Our first apartment was a breathtaking find, the top
floor of a late 19th century mansion in the Browne’s Addition neighborhood of
Spokane. Our living room was the vast former ballroom with a large balcony,
& the rest of our digs were the former servants quarters, a warren of small
rooms tucked under the eaves. This section of the apartment ended with a large
screened in summer porch. We paid an unheard of $200 a month to live in this
luxury. Our friends thought we were nutty to spend so much.
We wanted our male-couple friends to see our unusual,
exclusive penthouse, & they were invited to brunch on a beautiful, warm
spring Sunday morning. This couple was impressed with the living quarters &
the meal. As we walked them to their automobile & hugged good-bye, we all
looked at the western horizon. In the distance, the sky was a curtain of an
uncommon grey & green. We all remarked at the weird weather coming our way.

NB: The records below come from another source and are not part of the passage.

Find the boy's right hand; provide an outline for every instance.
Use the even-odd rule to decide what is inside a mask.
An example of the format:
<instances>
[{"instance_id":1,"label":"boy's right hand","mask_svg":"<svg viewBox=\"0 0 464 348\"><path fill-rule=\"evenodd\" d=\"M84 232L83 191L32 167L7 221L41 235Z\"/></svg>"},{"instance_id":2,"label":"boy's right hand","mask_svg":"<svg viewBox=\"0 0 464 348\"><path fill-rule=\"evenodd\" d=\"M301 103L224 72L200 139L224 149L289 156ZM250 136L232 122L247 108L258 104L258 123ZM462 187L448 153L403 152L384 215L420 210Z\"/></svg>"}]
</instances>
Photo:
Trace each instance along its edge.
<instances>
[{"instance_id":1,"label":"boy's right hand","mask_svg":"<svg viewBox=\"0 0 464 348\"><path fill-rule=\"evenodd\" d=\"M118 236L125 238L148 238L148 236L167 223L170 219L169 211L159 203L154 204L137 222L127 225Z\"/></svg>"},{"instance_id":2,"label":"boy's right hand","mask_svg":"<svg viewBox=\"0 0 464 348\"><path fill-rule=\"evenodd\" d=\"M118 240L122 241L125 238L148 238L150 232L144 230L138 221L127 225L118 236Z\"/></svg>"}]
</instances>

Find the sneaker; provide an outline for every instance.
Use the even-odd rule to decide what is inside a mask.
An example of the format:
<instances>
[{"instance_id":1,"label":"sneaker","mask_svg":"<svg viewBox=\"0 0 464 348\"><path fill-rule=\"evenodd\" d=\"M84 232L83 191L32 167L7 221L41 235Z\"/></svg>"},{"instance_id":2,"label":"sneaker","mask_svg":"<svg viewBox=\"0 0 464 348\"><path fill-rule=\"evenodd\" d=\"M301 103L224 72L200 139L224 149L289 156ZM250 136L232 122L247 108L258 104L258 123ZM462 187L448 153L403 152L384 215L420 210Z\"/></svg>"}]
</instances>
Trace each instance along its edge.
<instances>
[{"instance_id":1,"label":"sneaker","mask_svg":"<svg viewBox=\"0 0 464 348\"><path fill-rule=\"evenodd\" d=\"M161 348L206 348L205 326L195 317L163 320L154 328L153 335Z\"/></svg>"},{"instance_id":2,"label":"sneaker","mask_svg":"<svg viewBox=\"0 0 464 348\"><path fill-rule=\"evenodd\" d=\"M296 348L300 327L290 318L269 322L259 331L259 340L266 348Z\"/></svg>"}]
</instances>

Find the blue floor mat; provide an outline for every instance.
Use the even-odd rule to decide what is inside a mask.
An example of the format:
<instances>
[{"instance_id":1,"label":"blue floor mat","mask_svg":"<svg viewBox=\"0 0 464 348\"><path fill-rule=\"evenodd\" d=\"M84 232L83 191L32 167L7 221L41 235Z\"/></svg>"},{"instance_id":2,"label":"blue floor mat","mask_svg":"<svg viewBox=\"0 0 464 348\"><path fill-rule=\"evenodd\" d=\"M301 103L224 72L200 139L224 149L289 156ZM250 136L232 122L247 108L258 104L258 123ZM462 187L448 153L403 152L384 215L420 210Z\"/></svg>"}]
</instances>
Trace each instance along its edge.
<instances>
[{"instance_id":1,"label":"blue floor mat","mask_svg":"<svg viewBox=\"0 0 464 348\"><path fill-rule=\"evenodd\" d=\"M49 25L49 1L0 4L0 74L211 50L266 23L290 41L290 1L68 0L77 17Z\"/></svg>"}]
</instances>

We would soon learn that at 8:33am, Mount Saint Helens
had blown its top in an unprecedented (in modern times) eruption of an active
volcano in the PNW. Within an hour, the city’s street lights had come on & by
noon it looked like midnight. At 3pm the ash was mid-calf deep & covered
everything. We were getting conflicting directives from emergency authorities:
don't drive, wear a mask or protection-
it will get in your lungs, don’t sweep it, don’t get it wet, hose it down,
sweep it into piles, don't panic, it can kill you. The fire stations issued
masks. We were quick to get to the store & stock up on wine & pizza.
We spent 3 days locked in our place, listening to music,
drinking wine, & making love. The ash would eventually permeate everything.
It got into my considerably large album collection, including all of my obscure
Original Cast recordings of Broadway & West End Musicals. The ash got into
the sleeves of the LPs & scratched the vinyl. The volcano’s spewing would
lay waste to my music & ruin my future husband’s work computer (which was
the size of a large room). We could spot drifts of the ash on the side of roads
in Eastern Washington for decades. The only good news: the ash was the perfect
compound for pottery making, & an entire Mt. St. Helens ashtray industry
was born.
The eruption was the deadliest & most economically
destructive volcanic event in the history of the USA. 57 people were killed;
250 homes, 47 bridges, 15 miles of railways, 185 miles of highway were
destroyed. The eruption caused a massive debris avalanche, reducing the
elevation of the mountain's summit from 9,677 feet to 8,365 feet & replacing
it with a 1 mile wide horseshoe-shaped crater. The ash was carried east all the
way to Europe. It made for spectacular sunsets for more than a year.
That night on May 18th, 1981, when we went to
bed & physically expressed our love for each other, my future husband, bit
my ear gently & whispered: “Did the earth move for you, baby?"
We have a peek-a-boo view of the Mount Saint Helens from
our place- Post Apocalyptic Bohemia, & we spy it often while driving around
Portland. Mount Hood, also an active volcano is even closer to Portland. It is
one of 5 active volcanoes in a hundred miles of our house. The Husband & I
have aged 33 years since the big boom. We are considerably older & not
nearly as frisky, but you never know when the mountain will blow again... "Did the earth move for you, baby?"